Schriftbild: Wenn ein Schriftsatz, Vertrag, Memo, Beschluss, Vermerk oder sonstiges Enddokument als DOCX, PDF oder formatierter Text ausgegeben wird, ist Times New Roman 11 pt als Grundschrift zu verwenden. Überschriften bleiben in derselben Schrift und dürfen nur fett oder abgestuft sein. Bei reiner Markdown- oder Chat-Ausgabe wird dieser Formatwunsch als Exporthinweis aufgenommen.
Nummerierung: Gliederung ausschließlich dezimal (1, 1.1, 1.1.1 und so weiter).

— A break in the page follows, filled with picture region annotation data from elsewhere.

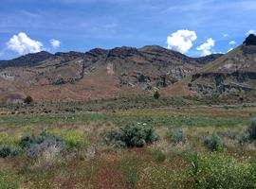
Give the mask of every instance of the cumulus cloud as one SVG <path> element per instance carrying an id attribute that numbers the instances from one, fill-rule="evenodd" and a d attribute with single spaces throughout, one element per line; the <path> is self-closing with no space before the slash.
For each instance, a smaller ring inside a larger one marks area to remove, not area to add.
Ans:
<path id="1" fill-rule="evenodd" d="M 228 33 L 223 34 L 223 37 L 228 38 L 229 35 Z"/>
<path id="2" fill-rule="evenodd" d="M 6 44 L 9 50 L 17 52 L 20 55 L 37 53 L 44 50 L 44 45 L 41 42 L 30 39 L 24 32 L 13 35 Z"/>
<path id="3" fill-rule="evenodd" d="M 254 29 L 250 29 L 247 31 L 247 35 L 249 35 L 249 34 L 255 34 L 256 35 L 256 31 Z"/>
<path id="4" fill-rule="evenodd" d="M 211 48 L 215 45 L 214 40 L 211 38 L 208 39 L 206 43 L 202 43 L 200 46 L 196 47 L 196 50 L 202 51 L 202 56 L 207 56 L 211 54 Z"/>
<path id="5" fill-rule="evenodd" d="M 177 30 L 167 38 L 167 48 L 178 51 L 180 53 L 188 52 L 192 42 L 197 39 L 196 33 L 191 30 Z"/>
<path id="6" fill-rule="evenodd" d="M 236 44 L 236 42 L 235 41 L 231 41 L 231 42 L 229 43 L 229 44 L 234 45 L 234 44 Z"/>
<path id="7" fill-rule="evenodd" d="M 231 50 L 233 50 L 234 48 L 229 48 L 229 50 L 228 50 L 228 53 L 229 53 Z"/>
<path id="8" fill-rule="evenodd" d="M 58 48 L 58 47 L 60 47 L 60 45 L 61 45 L 61 42 L 60 42 L 59 40 L 51 39 L 51 40 L 50 40 L 50 45 L 51 45 L 53 48 Z"/>

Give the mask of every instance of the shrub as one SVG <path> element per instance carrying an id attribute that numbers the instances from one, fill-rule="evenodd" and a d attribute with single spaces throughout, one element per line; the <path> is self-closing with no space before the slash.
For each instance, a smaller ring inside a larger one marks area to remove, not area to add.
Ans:
<path id="1" fill-rule="evenodd" d="M 20 178 L 10 168 L 1 166 L 0 168 L 0 188 L 1 189 L 17 189 L 20 187 Z"/>
<path id="2" fill-rule="evenodd" d="M 27 95 L 25 99 L 24 99 L 24 103 L 25 104 L 31 104 L 33 102 L 33 98 L 30 95 Z"/>
<path id="3" fill-rule="evenodd" d="M 187 137 L 184 135 L 182 130 L 168 131 L 167 138 L 173 143 L 183 143 L 187 142 Z"/>
<path id="4" fill-rule="evenodd" d="M 158 99 L 160 97 L 160 94 L 158 91 L 154 93 L 154 97 L 155 97 L 155 99 Z"/>
<path id="5" fill-rule="evenodd" d="M 20 150 L 11 146 L 0 146 L 0 157 L 7 158 L 9 156 L 16 156 L 18 155 Z"/>
<path id="6" fill-rule="evenodd" d="M 105 142 L 109 145 L 127 147 L 142 147 L 157 140 L 155 129 L 136 124 L 120 129 L 112 129 L 104 134 Z"/>
<path id="7" fill-rule="evenodd" d="M 152 154 L 152 157 L 154 160 L 157 162 L 164 162 L 166 160 L 166 155 L 159 150 L 155 151 Z"/>
<path id="8" fill-rule="evenodd" d="M 46 130 L 38 136 L 27 135 L 21 138 L 19 143 L 23 149 L 27 151 L 30 158 L 36 159 L 45 152 L 62 151 L 64 149 L 64 143 L 55 135 L 47 133 Z"/>
<path id="9" fill-rule="evenodd" d="M 68 150 L 85 148 L 90 142 L 90 133 L 82 133 L 77 130 L 58 130 L 56 135 L 64 141 Z"/>
<path id="10" fill-rule="evenodd" d="M 36 159 L 43 154 L 49 157 L 50 159 L 51 156 L 59 154 L 64 148 L 64 146 L 61 141 L 56 141 L 48 138 L 40 144 L 32 144 L 29 146 L 27 152 L 28 157 L 32 159 Z"/>
<path id="11" fill-rule="evenodd" d="M 227 154 L 207 153 L 192 161 L 188 180 L 193 188 L 255 188 L 255 170 L 248 163 Z"/>
<path id="12" fill-rule="evenodd" d="M 213 132 L 211 135 L 205 137 L 204 145 L 210 151 L 218 151 L 223 144 L 219 135 Z"/>
<path id="13" fill-rule="evenodd" d="M 250 126 L 244 132 L 240 143 L 256 141 L 256 118 L 251 120 Z"/>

Keine römischen Ziffern, keine Buchstaben- oder Mischgliederung.
Disclaimer-Wiederholung (vor jedem Output)
Diese Prüfung ist eine strukturierte Modellauswertung und kein Ersatz für anwaltliche Mandatsbearbeitung. Insbesondere die Beurteilung der Vereinbarkeit konkreter Normen mit dem GG bleibt im Streitfall dem BVerfG vorbehalten (Verwerfungsmonopol Art. 100 GG).
Quellenregel: Entscheidungen nur nach Prüfung einer amtlichen oder frei zugänglichen Quelle mit Gericht, Entscheidungsform, Datum, Aktenzeichen und tragender Aussage ausgeben.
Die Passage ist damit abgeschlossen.